Stop Taking Blurry Pictures
If you are a NYIP student, go back to your unit in a photography course for a full recovery in your computer’s domain. Otherwise, here are 5 simple adjustments you could try to get started:
If the shutter speed is too slow, this could easily be the problem. In general, you should make sure that your shutter speed is the focal length of the lens. Therefore, if you use a 60mm lens for the day, you need a shutter speed setting of 1 / 60º (or maybe even faster). This is probably the most common problem and easy to repair.
Choice of lens:
The purpose with which you have chosen to work can affect the likelihood that your images are blurry. If your hand is a little unstable, it will be much larger if you use a super long telephoto lens, for example, along a wide angle.
Choice of gears:
Do you need a tripod? If blurring is a constant problem for you, more likely it is. If you tried to increase your shutter speed and pay attention to your choice of lenses, but still have problems with the blur, you work with a tripod when you can.

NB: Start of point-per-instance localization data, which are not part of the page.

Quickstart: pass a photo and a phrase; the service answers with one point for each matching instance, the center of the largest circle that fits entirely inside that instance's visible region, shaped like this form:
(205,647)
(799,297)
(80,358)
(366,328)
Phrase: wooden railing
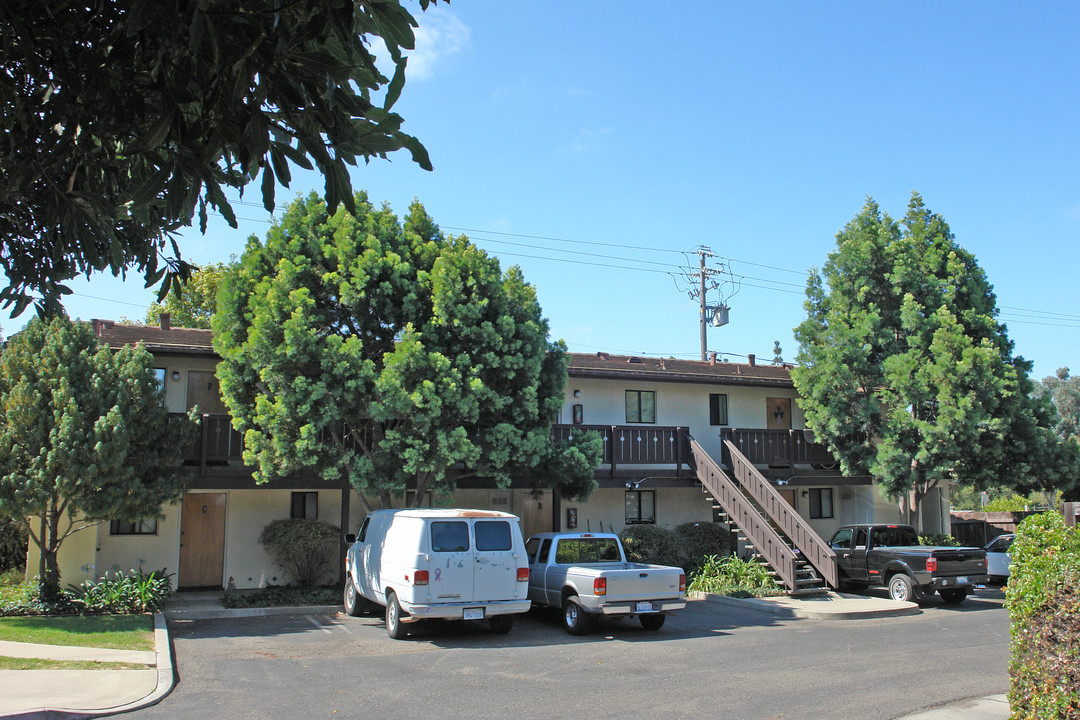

If your camera is not properly maintained, you are much more likely to accidentally shake the device when you press the shutter. For a tutorial on how to hold a camera correctly, follow the link.
Are you using the autofocus function on the device? If the blur is a repeated problem to you and the answer is no, you should probably start. If the camera does not only focus on the right place in an image when you try to do it manually, the resulting image will simply be blurry, while the problem is simply out of reach.